What purpose do the random points serve? More points make better pictures so I think going over all pixels makes the best picture - am I wrong here?
From my test data:
Working on 400x400 picture. So 160 000 pixels to iterate if i go all over.
Using random sampling,
Picture only starts to take shape after 1 million points. Good results show up around 1 billion random points which takes hours to compute.
Random sampling is better than grid sampling for two main reasons. First because grid sampling will introduce grid-like artifacts in the resulting image. Second is because grid sampling may not give you enough samples for a converged resulting image. If after completing a grid pass, you wanted more samples, you would need to make another pass with a slightly offset grid (so as not to resample the same points) or switch to a finer grid which may end up doing more work than is needed. Random sampling gives very smooth results and you can stop the process as soon as the image has converged or you are satisfied with the results.
I'm the inventor of the technique so you can trust me on this. :-)
The same holds for flame fractals: Buddha brot are about finding the "attractors",
so even if you start with a random point, it is assumed to quite quickly converge to these attracting curves. You typically avoid painting the first 10 pixels in the iteration or so anyways, so the starting point is not really relevant, BUT, to avoid doing the same computation twice, random sampling is much better. As mentioned, it eliminates the risk of artefacts.
But the most important feature of random sampling is that it has all levels of precision (in theory, at least). This is VERY important for fractals: they have details on all levels of precision, and hence require input from all levels as well.
While I am not 100% aware of what the exact reason would be, I would assume it has more to do with efficiency. If you are going to iterate through every single point multiple times, it's going to waste a lot of processing cycles to get a picture which may not look a whole lot better. By doing random sampling you can reduce the amount work needed to be done - and given a large enough sample size still get a result that is difficult to "differentiate" from iterating over all the pixels (from a visual point of view).

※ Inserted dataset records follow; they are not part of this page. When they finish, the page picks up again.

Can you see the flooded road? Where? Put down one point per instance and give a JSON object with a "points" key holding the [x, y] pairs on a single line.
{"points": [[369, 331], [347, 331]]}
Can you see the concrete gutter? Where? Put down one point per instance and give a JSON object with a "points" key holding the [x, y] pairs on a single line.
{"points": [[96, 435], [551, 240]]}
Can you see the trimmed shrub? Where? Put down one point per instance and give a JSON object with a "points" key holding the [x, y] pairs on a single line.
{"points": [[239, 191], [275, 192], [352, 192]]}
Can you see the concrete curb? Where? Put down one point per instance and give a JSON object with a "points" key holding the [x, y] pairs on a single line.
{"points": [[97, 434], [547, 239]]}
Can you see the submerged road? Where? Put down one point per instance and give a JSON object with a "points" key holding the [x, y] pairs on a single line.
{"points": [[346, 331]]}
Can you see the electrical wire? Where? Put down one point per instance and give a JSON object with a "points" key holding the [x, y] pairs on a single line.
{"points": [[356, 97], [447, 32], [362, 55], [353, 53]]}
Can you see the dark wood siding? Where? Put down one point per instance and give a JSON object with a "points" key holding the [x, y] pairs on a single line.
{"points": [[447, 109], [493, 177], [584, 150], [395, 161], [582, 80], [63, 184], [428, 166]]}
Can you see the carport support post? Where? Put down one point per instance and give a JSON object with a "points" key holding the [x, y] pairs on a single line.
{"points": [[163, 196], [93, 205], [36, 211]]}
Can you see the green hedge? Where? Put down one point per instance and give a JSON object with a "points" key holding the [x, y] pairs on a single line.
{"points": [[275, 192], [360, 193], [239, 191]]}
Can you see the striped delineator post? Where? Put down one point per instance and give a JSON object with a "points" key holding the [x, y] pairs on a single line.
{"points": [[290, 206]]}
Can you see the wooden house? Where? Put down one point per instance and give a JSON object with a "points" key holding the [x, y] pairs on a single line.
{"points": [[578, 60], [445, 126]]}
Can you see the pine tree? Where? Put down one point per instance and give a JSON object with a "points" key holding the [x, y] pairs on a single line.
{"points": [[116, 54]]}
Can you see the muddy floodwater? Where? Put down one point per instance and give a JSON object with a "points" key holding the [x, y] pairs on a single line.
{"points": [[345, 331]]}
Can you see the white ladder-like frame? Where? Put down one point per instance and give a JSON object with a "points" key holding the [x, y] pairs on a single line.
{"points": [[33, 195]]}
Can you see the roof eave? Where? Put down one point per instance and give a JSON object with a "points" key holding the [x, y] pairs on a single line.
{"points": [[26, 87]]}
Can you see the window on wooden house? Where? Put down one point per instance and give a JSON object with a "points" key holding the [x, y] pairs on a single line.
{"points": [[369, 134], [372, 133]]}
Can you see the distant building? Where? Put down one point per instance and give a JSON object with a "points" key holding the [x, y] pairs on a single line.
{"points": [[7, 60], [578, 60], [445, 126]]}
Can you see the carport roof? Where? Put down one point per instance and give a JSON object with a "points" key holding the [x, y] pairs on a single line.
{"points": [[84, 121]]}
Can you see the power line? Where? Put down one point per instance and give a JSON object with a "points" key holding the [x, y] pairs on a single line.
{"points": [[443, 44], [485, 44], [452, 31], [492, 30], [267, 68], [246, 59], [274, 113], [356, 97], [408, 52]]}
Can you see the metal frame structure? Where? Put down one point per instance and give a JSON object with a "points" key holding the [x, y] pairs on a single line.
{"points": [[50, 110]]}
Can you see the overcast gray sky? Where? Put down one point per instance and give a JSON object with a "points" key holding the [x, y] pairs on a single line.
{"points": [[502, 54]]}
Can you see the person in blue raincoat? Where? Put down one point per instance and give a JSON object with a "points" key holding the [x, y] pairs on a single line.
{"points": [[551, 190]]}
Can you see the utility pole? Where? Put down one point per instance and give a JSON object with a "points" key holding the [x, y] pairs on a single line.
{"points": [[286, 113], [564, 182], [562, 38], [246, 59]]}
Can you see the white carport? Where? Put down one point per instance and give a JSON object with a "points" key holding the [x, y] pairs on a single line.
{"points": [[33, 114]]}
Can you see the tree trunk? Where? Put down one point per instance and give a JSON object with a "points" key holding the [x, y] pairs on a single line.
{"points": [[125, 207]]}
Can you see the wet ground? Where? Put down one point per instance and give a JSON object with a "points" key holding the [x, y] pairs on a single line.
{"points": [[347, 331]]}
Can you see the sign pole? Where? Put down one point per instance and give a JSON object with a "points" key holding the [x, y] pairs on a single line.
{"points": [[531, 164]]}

This is possibly some kind of Monte-Carlo method so yes, going over all pixels would produce the perfect result but would be horribly time consuming.
Why don't you just try it out and see what happens?

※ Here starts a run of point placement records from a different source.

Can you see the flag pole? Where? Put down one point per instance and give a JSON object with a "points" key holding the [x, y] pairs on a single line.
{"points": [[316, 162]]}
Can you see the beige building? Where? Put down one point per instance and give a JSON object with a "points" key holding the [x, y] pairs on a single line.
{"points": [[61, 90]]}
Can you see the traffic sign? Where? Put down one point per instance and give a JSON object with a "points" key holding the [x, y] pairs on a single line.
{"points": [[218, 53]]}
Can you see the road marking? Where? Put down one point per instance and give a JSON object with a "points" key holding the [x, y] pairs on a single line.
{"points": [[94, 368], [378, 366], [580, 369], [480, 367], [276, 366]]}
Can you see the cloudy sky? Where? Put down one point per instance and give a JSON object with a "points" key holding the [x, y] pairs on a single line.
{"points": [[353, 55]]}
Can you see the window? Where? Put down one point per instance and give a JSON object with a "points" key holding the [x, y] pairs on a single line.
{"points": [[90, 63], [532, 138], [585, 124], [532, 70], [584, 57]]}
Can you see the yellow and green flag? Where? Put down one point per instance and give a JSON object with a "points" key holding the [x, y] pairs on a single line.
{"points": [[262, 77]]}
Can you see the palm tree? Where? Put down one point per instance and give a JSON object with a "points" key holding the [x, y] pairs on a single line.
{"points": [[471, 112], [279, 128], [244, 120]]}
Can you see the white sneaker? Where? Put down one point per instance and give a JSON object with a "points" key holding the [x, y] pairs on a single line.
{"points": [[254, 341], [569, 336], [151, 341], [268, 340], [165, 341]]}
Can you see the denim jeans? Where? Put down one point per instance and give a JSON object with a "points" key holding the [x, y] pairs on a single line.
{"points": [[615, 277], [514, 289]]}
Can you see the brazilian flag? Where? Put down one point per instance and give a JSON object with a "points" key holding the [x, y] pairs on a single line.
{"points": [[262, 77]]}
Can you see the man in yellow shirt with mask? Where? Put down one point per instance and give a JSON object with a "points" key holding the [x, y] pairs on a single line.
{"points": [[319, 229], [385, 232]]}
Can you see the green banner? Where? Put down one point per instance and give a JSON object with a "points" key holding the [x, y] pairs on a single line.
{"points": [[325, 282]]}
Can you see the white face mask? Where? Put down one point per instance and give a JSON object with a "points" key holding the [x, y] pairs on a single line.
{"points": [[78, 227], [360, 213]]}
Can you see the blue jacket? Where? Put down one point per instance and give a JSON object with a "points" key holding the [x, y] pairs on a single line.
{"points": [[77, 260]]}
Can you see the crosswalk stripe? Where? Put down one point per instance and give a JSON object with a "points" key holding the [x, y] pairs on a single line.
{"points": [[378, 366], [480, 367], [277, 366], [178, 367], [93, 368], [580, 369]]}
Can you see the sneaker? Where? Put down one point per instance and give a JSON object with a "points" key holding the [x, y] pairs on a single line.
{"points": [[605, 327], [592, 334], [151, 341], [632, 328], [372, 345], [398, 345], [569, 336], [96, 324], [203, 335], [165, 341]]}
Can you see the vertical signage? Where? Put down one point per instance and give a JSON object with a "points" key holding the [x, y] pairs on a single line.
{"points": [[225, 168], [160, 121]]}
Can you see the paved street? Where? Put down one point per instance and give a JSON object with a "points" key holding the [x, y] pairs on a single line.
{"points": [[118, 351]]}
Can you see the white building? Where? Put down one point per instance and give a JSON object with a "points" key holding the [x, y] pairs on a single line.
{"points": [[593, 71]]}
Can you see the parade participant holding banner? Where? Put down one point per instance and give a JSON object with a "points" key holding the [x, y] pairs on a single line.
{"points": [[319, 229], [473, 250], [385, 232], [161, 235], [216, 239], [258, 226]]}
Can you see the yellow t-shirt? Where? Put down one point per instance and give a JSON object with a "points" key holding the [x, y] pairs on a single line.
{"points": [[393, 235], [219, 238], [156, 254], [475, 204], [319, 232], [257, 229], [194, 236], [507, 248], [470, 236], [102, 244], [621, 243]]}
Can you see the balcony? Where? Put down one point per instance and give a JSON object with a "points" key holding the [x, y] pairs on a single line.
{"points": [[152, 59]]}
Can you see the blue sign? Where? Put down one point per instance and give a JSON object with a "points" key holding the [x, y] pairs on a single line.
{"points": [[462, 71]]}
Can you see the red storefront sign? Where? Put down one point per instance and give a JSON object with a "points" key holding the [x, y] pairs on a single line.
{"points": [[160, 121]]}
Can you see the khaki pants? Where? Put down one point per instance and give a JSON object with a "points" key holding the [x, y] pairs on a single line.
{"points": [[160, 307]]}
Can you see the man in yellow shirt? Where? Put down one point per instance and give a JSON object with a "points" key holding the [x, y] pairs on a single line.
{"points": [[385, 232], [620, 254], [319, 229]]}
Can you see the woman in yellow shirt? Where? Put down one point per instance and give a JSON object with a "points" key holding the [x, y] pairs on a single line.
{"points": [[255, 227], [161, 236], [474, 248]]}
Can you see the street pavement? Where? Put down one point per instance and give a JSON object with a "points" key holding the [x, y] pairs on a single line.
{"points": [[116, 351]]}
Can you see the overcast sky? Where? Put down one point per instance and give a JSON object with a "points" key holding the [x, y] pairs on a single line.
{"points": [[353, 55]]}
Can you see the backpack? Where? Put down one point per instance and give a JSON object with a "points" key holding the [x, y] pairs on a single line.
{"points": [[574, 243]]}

Random sampling is used to get as close as possible to the exact solution, which in cases like this cannot be calculated exactly due to the statistical nature of the problem.
You can 'go over all pixels', but since every pixel is in fact some square region with dimensions dx * dy, you would only use num_x_pixels * num_y_pixels points for your calculation and get very grainy results.

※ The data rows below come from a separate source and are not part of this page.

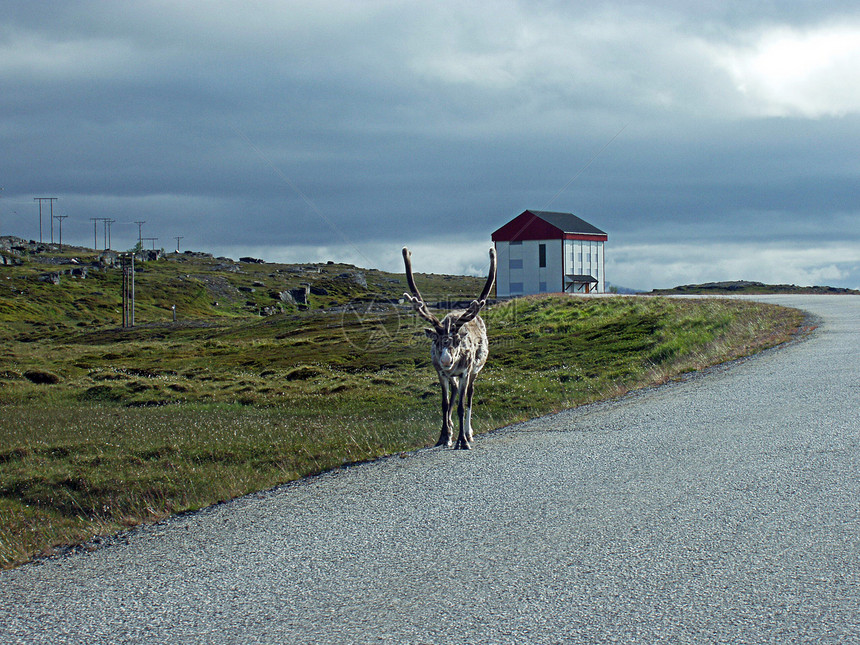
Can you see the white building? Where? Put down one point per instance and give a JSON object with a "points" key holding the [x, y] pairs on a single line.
{"points": [[545, 252]]}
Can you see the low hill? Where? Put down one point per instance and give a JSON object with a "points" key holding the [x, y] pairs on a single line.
{"points": [[746, 287], [45, 286]]}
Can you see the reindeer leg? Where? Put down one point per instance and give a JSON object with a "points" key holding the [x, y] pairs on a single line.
{"points": [[447, 401], [470, 390], [465, 432]]}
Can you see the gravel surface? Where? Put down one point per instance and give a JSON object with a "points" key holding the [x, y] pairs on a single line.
{"points": [[723, 508]]}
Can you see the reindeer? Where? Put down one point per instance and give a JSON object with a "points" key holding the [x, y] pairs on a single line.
{"points": [[459, 351]]}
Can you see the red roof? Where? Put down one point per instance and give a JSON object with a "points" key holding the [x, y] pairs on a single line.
{"points": [[545, 225]]}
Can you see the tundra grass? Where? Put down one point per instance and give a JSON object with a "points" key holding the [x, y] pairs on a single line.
{"points": [[104, 428]]}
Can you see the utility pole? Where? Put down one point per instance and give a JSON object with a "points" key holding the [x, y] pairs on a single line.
{"points": [[60, 218], [140, 232], [108, 222], [51, 200], [127, 289], [95, 234]]}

Another way would be to use a very large resolution and scale down the render after the calculation. This would give some kind of 'systematic' render where every pixel of the final render is divided in equal amounts of sub pixels.
I realize this is an old post, but wanted to add my thoughts based on a current project.
The problem with tying your samples to pixels, like others said:
Couples your sample grid to your view plane, making it difficult to do projections, zooms, etc
Not enough fidelity. Random sampling is more efficient as everyone else said, so you need even more samples if you want to sample using a uniform grid
You're much more likely to see grid artifacts at equivalent sample counts, whereas random sampling tends to just look grainy at low counts
However, I'm working on a GPU-accelerated version of buddhabrot, and ran into a couple issues specific to GPU code with random sampling:
I've had issues with overhead/quality of PRNGs in GPU code where I need to generate thousands of samples in parallel
Random sampling produces highly scattered traces, and the GPU really, really wants threads in a given block/warp to move together as much as possible. The performance difference for clustered vs scattered traces was extreme in my testing
Hardware support in modern GPUs for efficient atomicAdd means writes to global memory don't bottleneck GPU buddhabrot nearly as much now
Grid sampling makes it very easy to do a two-pass render, skipping blocks of sample points based on a low-res pass to find points that don't escape or don't ever touch a pixel in the view plane
Long story short, while the GPU technically has to do more work this way for equivalent quality, it's actually faster in practice AFAICT, and GPUs are so fast that re-rendering is often a matter of seconds/minutes instead of hours (or even milliseconds at lower resolution / quality levels, realtime buddhabrot is very cool)